Dans sa seule interview, publiée dans le magazine Der Spiegel le 17 novembre 2013, Gurlitt est apparu comme sérieux, frêle et légèrement confus, déterminé à effacer la réputation de son père et à reprendre possession de sa collection. En tant que seul héritier de sa mère, Gurlitt détenait les tableaux en sa possession depuis la fin des années 1960 et, en vertu du droit allemand, le délai de prescription des réclamations avait expiré après 30 ans. La découverte en décembre qu'il avait vendu à peine deux ans plus tôt Lion Tamer de Beckmann pour 864000 € (environ 1227000 $) au Kunsthaus Lempertz de Cologne, en Allemagne, a suggéré que Gurlitt tirait des revenus des œuvres d'art et mettait en doute ses motivations. Plus tard ce même mois, après l'hospitalisation de Gurlitt, le tribunal a nommé Christoph Edel gardien. Gurlitt a promis une pleine coopération, mais il a engagé ses propres avocats en janvier et a créé un site Web (www.gurlitt.info) pour raconter sa version des faits. Le 7 avril 2014, après une série de différends juridiques, Gurlitt a signé un accord avec le ministère de la Justice de l'État bavarois et le commissaire du gouvernement fédéral pour la culture et les médias afin de renoncer aux éléments qui, selon les recherches du groupe de travail, avaient été retirés de leur propriétaires pendant le Troisième Reich. Les œuvres de provenance propre seraient restituées à Gurlitt.

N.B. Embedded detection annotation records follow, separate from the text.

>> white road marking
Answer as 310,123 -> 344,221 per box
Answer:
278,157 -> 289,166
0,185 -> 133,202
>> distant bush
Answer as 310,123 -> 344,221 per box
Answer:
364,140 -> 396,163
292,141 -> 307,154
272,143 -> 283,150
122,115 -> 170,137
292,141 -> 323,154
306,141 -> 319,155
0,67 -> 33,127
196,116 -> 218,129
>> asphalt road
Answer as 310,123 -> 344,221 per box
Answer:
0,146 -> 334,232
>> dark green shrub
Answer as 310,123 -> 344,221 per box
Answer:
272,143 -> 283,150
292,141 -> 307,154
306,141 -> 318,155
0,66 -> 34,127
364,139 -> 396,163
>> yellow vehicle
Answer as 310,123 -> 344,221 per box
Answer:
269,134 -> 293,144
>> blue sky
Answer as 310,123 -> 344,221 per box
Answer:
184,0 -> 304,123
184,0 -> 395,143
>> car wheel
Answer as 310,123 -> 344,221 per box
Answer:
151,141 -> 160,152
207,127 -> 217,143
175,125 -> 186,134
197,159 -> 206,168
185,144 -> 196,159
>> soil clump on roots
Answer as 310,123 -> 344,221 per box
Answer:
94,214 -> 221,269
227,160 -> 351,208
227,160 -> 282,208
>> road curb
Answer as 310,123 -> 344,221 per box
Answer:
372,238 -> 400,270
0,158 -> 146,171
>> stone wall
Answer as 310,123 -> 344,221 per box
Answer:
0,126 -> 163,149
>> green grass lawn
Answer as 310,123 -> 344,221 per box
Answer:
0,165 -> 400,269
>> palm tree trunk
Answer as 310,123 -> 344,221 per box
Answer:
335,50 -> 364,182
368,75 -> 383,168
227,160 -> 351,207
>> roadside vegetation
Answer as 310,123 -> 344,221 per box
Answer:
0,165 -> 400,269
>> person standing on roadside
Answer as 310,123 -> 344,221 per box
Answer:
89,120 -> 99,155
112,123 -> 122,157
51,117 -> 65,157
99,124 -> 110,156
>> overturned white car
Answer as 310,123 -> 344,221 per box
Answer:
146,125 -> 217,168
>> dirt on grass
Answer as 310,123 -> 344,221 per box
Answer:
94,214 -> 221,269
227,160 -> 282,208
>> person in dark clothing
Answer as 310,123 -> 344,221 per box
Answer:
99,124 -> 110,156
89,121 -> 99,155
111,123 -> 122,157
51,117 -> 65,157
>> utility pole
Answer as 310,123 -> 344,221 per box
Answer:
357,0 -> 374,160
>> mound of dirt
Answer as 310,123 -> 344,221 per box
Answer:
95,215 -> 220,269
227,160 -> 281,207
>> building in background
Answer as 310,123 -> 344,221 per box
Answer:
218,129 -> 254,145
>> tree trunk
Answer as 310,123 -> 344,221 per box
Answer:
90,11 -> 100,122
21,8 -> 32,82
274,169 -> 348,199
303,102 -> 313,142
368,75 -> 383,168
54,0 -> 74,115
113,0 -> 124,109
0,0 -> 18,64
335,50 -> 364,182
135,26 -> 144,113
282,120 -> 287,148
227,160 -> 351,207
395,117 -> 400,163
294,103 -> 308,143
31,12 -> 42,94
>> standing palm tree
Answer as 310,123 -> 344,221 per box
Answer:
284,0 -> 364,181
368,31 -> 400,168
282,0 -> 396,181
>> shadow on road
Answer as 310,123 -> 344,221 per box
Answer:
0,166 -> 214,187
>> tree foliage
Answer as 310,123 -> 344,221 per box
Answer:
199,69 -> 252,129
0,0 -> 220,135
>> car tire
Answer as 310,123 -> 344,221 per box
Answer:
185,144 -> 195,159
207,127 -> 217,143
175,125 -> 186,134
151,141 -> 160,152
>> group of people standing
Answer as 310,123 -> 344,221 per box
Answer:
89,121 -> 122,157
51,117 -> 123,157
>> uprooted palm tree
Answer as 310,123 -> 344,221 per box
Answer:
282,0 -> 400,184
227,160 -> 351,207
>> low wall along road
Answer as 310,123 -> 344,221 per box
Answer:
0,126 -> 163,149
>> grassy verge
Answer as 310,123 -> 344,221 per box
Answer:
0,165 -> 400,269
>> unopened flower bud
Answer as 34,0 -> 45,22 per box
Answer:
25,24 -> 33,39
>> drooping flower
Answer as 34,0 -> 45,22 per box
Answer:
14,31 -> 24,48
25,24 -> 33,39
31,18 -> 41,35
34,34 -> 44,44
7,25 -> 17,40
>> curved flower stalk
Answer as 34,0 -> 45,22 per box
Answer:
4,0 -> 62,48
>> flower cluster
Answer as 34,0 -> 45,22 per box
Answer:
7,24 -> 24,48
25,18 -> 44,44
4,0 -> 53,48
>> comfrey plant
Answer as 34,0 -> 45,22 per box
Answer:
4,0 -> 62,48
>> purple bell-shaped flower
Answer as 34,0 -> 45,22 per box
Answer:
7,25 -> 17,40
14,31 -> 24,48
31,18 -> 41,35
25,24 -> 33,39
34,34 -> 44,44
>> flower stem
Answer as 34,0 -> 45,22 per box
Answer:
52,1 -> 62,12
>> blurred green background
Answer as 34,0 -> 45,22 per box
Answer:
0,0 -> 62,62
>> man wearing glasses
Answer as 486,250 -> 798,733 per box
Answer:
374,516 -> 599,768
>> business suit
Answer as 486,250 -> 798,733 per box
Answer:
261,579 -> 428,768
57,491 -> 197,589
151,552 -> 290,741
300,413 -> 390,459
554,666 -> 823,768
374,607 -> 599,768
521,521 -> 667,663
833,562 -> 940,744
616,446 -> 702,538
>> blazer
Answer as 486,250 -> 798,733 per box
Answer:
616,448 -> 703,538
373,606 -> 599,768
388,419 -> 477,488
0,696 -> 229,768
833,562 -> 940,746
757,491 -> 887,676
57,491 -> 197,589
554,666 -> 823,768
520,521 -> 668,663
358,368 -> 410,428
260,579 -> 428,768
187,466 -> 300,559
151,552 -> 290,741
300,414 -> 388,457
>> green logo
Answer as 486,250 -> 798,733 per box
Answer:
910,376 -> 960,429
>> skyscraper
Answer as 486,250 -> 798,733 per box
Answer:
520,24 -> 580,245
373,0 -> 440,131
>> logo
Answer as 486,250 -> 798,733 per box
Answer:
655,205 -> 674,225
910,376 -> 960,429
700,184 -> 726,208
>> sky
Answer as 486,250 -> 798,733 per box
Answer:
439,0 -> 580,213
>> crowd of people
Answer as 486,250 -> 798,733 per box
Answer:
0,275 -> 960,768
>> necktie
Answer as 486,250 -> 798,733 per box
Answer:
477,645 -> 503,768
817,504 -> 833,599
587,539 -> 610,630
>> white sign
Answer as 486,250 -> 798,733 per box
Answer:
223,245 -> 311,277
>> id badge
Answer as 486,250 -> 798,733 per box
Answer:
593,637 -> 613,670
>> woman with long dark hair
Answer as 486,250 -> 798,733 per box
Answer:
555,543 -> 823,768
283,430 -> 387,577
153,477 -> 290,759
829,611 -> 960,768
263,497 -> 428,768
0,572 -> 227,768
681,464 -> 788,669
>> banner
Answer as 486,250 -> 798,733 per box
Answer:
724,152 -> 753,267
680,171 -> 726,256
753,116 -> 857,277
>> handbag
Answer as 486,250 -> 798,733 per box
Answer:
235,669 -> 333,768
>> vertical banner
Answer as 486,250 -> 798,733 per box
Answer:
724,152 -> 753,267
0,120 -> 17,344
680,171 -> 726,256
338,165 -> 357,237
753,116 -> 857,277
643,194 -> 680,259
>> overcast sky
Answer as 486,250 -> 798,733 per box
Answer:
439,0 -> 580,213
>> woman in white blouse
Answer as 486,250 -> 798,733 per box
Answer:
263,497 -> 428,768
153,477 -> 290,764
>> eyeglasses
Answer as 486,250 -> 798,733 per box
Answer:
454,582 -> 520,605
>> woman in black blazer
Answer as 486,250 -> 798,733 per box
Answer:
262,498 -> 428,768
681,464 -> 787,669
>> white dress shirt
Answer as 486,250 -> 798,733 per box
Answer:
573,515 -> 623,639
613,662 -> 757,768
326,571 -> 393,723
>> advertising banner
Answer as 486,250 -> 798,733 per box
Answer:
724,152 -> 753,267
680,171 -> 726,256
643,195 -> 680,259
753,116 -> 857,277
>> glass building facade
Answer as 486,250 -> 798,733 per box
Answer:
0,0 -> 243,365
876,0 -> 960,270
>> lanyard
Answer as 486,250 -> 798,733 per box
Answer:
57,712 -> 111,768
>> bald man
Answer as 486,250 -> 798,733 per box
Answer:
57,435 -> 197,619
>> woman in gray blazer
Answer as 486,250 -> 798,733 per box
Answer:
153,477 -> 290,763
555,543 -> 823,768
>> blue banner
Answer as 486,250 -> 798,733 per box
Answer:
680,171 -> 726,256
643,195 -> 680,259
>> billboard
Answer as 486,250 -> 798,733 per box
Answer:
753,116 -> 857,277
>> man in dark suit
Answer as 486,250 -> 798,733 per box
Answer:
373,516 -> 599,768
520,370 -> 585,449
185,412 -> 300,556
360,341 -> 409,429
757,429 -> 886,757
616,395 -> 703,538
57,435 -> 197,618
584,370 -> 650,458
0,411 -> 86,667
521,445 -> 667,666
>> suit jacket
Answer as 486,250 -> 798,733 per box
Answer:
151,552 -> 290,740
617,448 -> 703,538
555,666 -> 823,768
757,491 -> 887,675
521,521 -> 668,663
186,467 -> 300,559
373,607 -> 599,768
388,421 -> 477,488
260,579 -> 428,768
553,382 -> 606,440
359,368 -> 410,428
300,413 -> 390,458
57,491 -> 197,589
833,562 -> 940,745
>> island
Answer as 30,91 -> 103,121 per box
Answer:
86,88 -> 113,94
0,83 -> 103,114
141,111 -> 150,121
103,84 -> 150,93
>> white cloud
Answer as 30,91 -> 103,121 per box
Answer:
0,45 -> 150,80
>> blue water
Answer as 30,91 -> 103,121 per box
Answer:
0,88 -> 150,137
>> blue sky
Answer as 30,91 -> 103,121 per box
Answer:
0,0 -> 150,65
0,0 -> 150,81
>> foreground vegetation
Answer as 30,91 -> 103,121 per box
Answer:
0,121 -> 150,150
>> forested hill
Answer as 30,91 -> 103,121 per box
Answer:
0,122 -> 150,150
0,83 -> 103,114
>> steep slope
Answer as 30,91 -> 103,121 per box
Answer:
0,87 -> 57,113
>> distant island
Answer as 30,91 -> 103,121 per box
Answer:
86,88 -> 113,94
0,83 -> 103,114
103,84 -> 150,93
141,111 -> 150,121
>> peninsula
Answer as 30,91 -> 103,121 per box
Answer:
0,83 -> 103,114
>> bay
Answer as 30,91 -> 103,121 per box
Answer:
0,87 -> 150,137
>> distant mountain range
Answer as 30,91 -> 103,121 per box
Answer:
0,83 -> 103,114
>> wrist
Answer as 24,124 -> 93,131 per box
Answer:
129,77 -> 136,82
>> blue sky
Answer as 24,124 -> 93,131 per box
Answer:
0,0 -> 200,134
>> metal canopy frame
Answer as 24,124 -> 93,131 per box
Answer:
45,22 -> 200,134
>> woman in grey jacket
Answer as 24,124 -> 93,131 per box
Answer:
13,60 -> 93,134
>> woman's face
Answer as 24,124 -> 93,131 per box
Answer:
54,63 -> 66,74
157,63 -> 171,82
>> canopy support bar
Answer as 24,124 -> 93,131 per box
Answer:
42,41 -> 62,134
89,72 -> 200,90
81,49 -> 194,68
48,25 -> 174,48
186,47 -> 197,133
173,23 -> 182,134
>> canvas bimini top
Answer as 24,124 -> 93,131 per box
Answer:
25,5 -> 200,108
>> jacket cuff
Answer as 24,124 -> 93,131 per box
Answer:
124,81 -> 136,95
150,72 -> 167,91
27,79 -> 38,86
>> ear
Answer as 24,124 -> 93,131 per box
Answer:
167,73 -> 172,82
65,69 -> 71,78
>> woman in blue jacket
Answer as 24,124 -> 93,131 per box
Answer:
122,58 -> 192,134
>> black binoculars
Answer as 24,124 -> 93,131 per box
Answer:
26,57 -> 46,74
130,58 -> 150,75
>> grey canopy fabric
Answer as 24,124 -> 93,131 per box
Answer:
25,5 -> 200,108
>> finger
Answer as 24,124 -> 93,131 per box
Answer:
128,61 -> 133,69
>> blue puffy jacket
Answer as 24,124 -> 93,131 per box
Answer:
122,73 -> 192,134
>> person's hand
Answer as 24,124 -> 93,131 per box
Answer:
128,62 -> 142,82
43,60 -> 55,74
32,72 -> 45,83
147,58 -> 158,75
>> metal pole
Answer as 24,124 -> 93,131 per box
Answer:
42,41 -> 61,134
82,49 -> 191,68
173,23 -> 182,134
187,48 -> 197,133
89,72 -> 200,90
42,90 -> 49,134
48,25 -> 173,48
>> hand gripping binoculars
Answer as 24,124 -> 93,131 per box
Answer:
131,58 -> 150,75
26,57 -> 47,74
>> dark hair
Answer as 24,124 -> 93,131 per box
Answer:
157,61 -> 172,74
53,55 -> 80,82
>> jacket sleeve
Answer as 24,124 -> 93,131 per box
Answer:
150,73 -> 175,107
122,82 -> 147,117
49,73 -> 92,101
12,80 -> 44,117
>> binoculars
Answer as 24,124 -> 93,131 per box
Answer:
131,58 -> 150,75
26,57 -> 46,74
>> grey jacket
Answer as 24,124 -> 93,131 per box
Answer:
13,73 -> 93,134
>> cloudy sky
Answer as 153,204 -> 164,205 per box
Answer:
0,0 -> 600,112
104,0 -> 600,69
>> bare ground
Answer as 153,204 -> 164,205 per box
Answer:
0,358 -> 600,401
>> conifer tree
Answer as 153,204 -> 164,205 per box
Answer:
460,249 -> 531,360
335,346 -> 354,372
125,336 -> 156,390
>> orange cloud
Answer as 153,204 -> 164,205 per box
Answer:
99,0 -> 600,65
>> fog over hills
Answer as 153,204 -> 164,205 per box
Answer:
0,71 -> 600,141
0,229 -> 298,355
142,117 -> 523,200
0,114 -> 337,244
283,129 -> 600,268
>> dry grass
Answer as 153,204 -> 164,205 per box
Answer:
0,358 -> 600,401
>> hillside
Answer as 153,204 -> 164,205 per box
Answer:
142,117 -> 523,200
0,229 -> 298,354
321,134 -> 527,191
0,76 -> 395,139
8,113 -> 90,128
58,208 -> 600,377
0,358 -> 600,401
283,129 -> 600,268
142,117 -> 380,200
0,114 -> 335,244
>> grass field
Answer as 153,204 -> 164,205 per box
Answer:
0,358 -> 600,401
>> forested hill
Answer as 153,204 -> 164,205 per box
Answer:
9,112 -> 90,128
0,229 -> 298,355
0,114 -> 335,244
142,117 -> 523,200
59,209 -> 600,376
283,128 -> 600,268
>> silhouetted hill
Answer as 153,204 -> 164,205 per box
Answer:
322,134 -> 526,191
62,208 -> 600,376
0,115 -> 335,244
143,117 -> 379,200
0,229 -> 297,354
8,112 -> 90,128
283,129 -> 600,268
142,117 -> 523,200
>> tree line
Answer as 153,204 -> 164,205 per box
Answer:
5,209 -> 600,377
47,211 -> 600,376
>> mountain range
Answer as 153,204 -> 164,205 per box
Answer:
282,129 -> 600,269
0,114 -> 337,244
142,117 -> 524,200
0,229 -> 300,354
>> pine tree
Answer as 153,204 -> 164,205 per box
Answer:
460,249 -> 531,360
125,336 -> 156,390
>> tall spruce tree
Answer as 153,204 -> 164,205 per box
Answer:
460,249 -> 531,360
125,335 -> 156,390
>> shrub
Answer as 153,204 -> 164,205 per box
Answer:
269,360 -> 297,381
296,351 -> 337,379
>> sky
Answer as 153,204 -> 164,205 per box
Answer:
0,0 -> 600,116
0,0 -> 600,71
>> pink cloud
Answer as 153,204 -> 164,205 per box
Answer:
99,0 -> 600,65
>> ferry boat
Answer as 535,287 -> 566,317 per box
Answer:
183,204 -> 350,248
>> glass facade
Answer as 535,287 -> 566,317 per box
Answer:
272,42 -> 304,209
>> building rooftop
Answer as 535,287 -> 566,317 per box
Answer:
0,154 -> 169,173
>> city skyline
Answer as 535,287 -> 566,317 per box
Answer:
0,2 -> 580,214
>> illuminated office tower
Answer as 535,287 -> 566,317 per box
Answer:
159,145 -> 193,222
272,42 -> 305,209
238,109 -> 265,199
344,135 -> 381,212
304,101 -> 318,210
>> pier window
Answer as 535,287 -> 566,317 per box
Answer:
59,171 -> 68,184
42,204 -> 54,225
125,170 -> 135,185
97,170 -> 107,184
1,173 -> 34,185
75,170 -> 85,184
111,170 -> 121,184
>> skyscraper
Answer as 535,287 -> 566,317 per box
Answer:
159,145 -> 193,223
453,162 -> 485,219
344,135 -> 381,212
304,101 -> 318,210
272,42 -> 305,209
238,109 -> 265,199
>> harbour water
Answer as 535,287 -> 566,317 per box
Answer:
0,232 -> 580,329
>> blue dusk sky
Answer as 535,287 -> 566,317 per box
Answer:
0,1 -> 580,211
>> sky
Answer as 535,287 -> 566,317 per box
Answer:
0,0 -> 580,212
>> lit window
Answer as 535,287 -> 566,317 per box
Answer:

En proie à une maladie cardiaque chronique, Gurlitt avait eu du mal à voir sa santé se détériorer considérablement après une intervention chirurgicale en mars. Il a été libéré de l'hôpital sur sa propre insistance et est resté dans son appartement de Schwabing sous surveillance 24h / 24 jusqu'à sa mort le 6 mai. Son testament, écrit en janvier, a été un choc pour beaucoup, dont Matthias Frehner, le directeur. du Kunstmuseum Bern, qui a décrit le legs comme «un coup de foudre» ainsi qu'un «lourd fardeau de responsabilité». Avant de pouvoir transférer des œuvres d'art, cependant, le groupe de travail a dû conclure ses recherches; elle a estimé que l'enquête sur les 970 ouvrages suspectés d'avoir une provenance «dégénérée» ne serait pas terminée avant la fin de l'année et qu'elle prendrait probablement beaucoup plus de temps. Le premier cas de réclamant a été réglé lorsque le tableau de Matisse, évalué à 20 millions de dollars, a été attribué aux héritiers de Rosenberg le 11 juin, malgré des réclamations concurrentes. Juste deux jours plus tôt, près de 65 ans après la fin des travaux de Monuments Men, le président américain. Barack Obama a signé une loi pour leur décerner une médaille d'or du Congrès. Seuls six survivants - Harry Ettlinger, Richard Barancik, Horace Apgar, Bernard Taper, Anne Oliver Popham Bell et Lennox Teirney - sont restés. Le film The Monuments Men (2014) a dramatisé les efforts des personnages du titre pour localiser et récupérer les œuvres d'art pillées par les nazis.